I am glad Jason has made the sales he mentions, on many accounts. It will relieve his immediate money wants, a thing that made me somewhat unhappy, as I could not at once supply them. It will lessen his care and the need of being gone from home, perhaps to the injury somewhat of the flock that lies at the foundation, and possibly to the injury of Mr. Perkins's feelings on that account, in some measure. He will certainly have less to divide his attention. I had felt some worried about it, and I most heartily rejoice to hear it; for you may all rest assured that the old flock has been, and so long as we have anything to do with it will continue to be, the main root, either directly or indirectly. In a few short months it will afford another crop of wool.

I am sorry for John's trouble in his throat; I hope he will soon get relieved of that. I have some doubt about the cold-water practice in cases of that kind, but do not suppose a resort to medicines of much account. Regular out-of-door labor I believe to be one of the best medicines of all that God has yet provided. As to Essex, I have no question at all.
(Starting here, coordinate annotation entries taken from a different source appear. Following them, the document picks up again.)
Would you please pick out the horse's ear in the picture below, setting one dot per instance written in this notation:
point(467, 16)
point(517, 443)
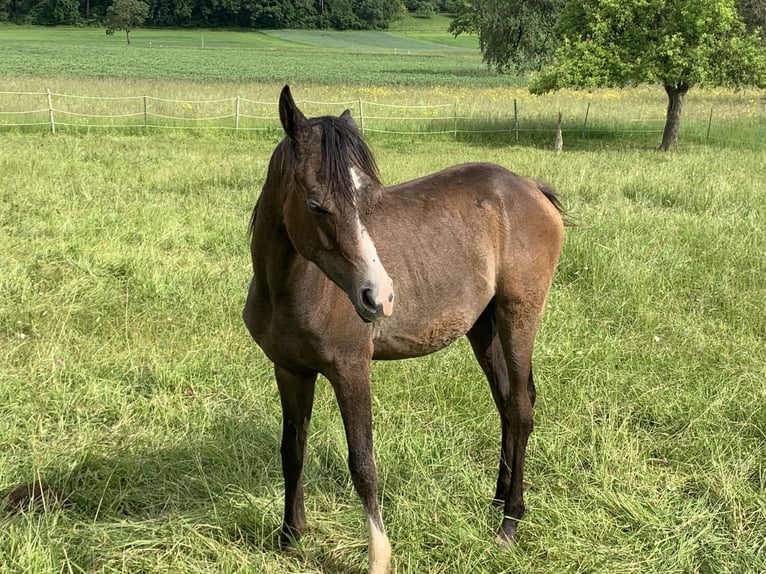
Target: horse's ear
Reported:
point(295, 124)
point(346, 117)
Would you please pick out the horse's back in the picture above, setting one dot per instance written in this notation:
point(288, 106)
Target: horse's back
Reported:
point(451, 241)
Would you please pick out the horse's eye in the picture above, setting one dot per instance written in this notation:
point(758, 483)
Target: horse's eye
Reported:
point(317, 207)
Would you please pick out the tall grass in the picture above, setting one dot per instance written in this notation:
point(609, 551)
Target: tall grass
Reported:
point(128, 383)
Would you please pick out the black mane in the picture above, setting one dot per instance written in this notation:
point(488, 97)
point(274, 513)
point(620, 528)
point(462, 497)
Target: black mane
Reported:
point(342, 148)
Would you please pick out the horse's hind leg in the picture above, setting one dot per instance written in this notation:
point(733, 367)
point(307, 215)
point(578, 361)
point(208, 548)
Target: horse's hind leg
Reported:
point(516, 321)
point(489, 353)
point(296, 392)
point(502, 341)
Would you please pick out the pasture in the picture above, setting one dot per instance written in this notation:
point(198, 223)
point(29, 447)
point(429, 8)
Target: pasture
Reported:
point(129, 384)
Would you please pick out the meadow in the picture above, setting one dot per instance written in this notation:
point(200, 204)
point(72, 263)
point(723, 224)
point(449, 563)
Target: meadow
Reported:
point(129, 385)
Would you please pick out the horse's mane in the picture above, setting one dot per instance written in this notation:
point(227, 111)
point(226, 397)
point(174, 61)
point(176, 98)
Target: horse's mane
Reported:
point(342, 148)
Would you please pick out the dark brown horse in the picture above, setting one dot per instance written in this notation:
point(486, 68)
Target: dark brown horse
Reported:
point(469, 250)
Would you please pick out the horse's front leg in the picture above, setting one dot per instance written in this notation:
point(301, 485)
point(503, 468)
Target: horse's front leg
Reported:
point(296, 392)
point(352, 390)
For stock-growing and dairy business, considering its healthfulness, cheapness of price, and nearness to the two best markets in the Union (New York and Boston), I do not know where we could go to do better. I am much refreshed by your letters, and until you hear from me to the contrary, shall be glad to have you write me here often. Last night I was up till after midnight writing to Mr. Perkins, and perhaps used some expressions in my rather cloudy state of mind that I had better not have used. I mentioned to him that Jason understood that he disliked his management of the flock somewhat, and was worried about that and the poor hay he would have to feed out during the winter. I did not mean to write him anything offensive, and hope he will so understand me.
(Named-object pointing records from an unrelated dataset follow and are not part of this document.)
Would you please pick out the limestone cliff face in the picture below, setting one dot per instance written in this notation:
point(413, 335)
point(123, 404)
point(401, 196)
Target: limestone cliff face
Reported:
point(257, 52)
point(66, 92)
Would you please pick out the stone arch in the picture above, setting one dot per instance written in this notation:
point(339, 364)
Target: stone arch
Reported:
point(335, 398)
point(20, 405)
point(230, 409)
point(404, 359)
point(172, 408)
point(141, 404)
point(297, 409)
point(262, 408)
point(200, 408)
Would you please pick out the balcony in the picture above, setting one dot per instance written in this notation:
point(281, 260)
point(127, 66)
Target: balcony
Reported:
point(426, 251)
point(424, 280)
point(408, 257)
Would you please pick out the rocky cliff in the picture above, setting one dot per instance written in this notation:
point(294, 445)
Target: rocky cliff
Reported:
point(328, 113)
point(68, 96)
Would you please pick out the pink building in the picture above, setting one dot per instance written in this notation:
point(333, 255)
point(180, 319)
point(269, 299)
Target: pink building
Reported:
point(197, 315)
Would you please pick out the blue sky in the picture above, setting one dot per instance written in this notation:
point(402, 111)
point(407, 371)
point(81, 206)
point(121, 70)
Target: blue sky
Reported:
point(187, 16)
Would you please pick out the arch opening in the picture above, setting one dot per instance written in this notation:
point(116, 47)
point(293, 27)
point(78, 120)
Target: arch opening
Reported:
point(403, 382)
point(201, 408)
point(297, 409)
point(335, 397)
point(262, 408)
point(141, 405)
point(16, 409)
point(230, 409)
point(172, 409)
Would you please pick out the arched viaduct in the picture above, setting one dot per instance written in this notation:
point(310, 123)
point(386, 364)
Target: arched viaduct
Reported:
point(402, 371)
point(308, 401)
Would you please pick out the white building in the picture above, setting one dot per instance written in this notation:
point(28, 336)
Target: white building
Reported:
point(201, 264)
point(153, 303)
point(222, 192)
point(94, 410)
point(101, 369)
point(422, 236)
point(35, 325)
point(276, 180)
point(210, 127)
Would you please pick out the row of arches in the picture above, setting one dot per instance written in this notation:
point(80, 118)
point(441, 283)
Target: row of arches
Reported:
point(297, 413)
There is now a fine plank road completed from Westport to Elizabethtown. We have no hired person about the family in Essex. Henry Thompson is clearing up a piece of ground that the “colored brethren” chopped for me. He boards with the family; and, by the way, ho gets Ruth out of bed so as to have breakfast before light, mornings.

I want to have you save or secure the first real prompt, fine-looking, black shepherd puppy whose ears stand erect, that you can get; I do not care about his training at all, further than to have him learn to come to you when bid, to sit down and lie down when told, or something in the way of play. Messrs. Cleveland & Titus, our lawyers in New York, are anxious to get one for a plaything; and I am well satisfied, that, should I give them one as a matter of friendship, it would be more appreciated by them, and do more to secure their best services in our suit with Pickersgill, than would a hundred dollars paid them in the way of fees. I want Jason to obtain from Mr. Perkins, or anywhere he can get them, two good junk-bottles, have them thoroughly cleaned, and filled with the cherry wine, being very careful not to roil it up before filling the bottles, — providing good corks and filling them perfectly full. These I want him to pack safely in a very small strong box, which he can make, direct them to Perkins & Brown, Springfield, Mass., and send them by express. We can effect something to purpose by producing unadulterated domestic wines. They will command great prices.1  It is again getting late at night; and I close by wishing every present as well as future good.

Your affectionate father,
JOHN BROWN.

__________

1 This fixes the date of the anecdote told by Mr. Leonard concerning the wines which Brown had to exhibit; it must have been after this time, and probably in 1851. John Brown, Jr., has been for many years cultivating the grape on an island in Lake Erie, and his brother Jason is now doing the same in Southern California. Their principles, however, forbid them to make wine.